The respondent contended that the proceedings are an abuse of process in that the applicant has already obtained a substantive decision in the proceedings in the Federal Court before the Honourable Justice O’Connor. However, before his Honour delivered that decision the applicant joined the Herijanto class action in the High Court on
10 September 1998.
The applicant’s application for an order nisi that was subsequently filed in the High Court was remitted to the Honourable Justice Emmett in the Federal Court. His Honour found that the application for an order nisi did not demonstrate any arguable case and was dismissed on that basis.
The applicant then proceeded to file a further application in the Federal Magistrates Court on 18 March 2004. Four days prior to the scheduled hearing of a Notice of Motion for summary dismissal the applicant filed a notice of discontinuance. The respondent submitted, and
I agree, that if the applicant had genuinely sought relief from the Federal Magistrates Court, it was open for him to pursue that application despite the respondent’s contention that he was estopped from doing so. The applicant discontinued that application and waited a further 35 days and then sought review of the decision of Emmett J that had been made nine months earlier. The respondent submitted that the current application suffers from the same problems as the applicant’s previous application in that it is completely devoid of particulars disclosing any substantial basis for prosecution of the application.
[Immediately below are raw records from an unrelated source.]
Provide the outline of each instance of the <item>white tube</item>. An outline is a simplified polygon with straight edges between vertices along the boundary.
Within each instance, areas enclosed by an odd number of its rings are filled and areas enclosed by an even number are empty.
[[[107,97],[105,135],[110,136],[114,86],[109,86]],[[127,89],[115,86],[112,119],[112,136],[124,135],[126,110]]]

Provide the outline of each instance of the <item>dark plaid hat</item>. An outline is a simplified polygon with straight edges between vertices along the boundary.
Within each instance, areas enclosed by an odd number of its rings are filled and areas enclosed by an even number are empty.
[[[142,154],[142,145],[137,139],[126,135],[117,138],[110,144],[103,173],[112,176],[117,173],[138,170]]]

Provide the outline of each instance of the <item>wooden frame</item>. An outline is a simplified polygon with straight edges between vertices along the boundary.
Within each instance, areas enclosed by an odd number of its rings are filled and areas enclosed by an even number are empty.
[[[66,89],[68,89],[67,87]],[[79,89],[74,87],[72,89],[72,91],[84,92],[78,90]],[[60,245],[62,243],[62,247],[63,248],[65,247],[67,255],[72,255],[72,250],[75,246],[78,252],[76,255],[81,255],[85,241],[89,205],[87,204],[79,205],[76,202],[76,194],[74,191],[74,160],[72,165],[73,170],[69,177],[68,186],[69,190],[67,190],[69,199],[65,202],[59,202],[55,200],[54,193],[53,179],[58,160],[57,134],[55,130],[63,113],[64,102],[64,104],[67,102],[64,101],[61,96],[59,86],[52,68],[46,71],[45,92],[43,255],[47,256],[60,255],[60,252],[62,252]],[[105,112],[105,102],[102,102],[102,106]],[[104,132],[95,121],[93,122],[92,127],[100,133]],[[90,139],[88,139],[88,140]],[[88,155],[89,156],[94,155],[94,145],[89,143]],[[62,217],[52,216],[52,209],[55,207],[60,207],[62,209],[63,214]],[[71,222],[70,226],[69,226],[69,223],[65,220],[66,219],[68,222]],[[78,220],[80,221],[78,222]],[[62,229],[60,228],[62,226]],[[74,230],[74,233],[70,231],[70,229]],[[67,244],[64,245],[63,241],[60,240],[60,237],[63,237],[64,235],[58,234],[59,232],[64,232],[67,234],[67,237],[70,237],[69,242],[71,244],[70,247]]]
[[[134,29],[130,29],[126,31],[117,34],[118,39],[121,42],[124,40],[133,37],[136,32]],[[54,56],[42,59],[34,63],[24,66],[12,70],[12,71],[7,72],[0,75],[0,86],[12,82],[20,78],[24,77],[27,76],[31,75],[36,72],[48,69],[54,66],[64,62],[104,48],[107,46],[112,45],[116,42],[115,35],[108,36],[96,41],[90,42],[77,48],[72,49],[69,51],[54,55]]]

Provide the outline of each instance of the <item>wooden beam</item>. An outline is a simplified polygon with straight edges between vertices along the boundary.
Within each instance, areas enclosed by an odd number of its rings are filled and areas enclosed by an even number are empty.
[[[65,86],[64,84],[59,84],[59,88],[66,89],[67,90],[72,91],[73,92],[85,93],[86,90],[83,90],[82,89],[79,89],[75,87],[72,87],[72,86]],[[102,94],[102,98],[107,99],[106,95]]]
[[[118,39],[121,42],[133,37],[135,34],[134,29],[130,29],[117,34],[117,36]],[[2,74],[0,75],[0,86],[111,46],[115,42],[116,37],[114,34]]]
I accept the submission that this pattern of behaviour is a sufficient basis for a finding of an abuse of process.
The respondent submitted that the litigation history clearly raised the inference that the present application has been filed for a collateral purpose of extending the applicant’s stay in Australia and not for a legitimate purpose of seeking judicial review. The applicant has lodged the current proceedings in the sixth attempt to seek review of the same Tribunal decision. The respondent submitted that the repeated bringing of similar applications for judicial review in relation to the same Tribunal decision is unjustifiably vexatious and brings the administration of justice into disrepute as there is an underlying public interest that there be finality to litigation. I refer to the decision of Driver FM in NALE v Minister for Immigration & Multicultural & Indigenous Affairs where this issue was canvassed and reference was made to the decision of Kosi v Minister for Immigration & Multicultural & Indigenous Affairs at [18] where Driver FM states:
“It would be an abuse of the Court's process to file an application for review simply for the purpose of extending the period of one's stay in Australia. It is well known that there are now extensive delays in obtaining hearing dates in migration cases in this Court. In those circumstances there is potential for the Court's process to be abused by an applicant whose only purpose is to take advantage of that delay.”
Conclusion
The judicial review application filed on 7 September 2005 is dismissed pursuant to Part 13, Rule 13.10(c) of the Federal Magistrates Court Rules 2001 (Cth) as an abuse of process and the doctrine of res judicata, issue estoppel and Anshun estoppel apply.
I am satisfied that an order for costs should be made in this matter.
I order the applicant to pay the respondent’s costs and disbursements of and incidental to the application.
I certify that the preceding fifteen (15) paragraphs are a true copy of the reasons for judgment of Lloyd-Jones FM.